Joe Klein, author of Primary Colors and contributor to Time magazine, is very defensive about criticism of the current administration and Congress.

Of Sarah Palin and Glenn Beck, he says the two talk “borderline sedition.”

Nice hedge, that word “borderline.”

But he’s merely repeating something he wrote last year about Senator Tom Coburn. The Oklahoma senator, responding to the Democrats’ extremely unpopular (and later successful) machinations to enact a form of national medical insurance, said that he understood why some would give up on their government. For this, Klein dubbed Coburn’s comments “borderline sedition” as well as “hate speech.”

How do I see it? Well, to note that Congress is unresponsive to Americans (and thus a cause for hopelessness) is not even close to sedition. It’s to recognize the obvious.

I’m not saying it doesn’t incite a kind of rebellion. But remember: In America, rebellion against those in charge is not just allowed, it’s been institutionalized.
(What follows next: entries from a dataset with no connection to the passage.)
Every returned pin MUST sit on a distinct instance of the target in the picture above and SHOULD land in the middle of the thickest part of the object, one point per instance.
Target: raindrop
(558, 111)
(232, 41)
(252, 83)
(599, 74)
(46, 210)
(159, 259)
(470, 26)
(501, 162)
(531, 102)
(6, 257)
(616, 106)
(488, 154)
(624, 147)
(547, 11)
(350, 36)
The institution is called “elections.”

The current unrest in America — exemplified, at present, by the “Tea Party” protests — seems to be very much a patriotic thing. If the bulk of Democrats and Republicans get targeted as deserving to go, then the means to their removal is obvious. It comes next November, and in November 2012.

And it does not mean that restive American critics of unconstitutional government and habitual over-spending are not “loyal to the most important American ideals.” It means they understand these ideals better than does Joe Klein.

This is Common Sense. I’m Paul Jacob.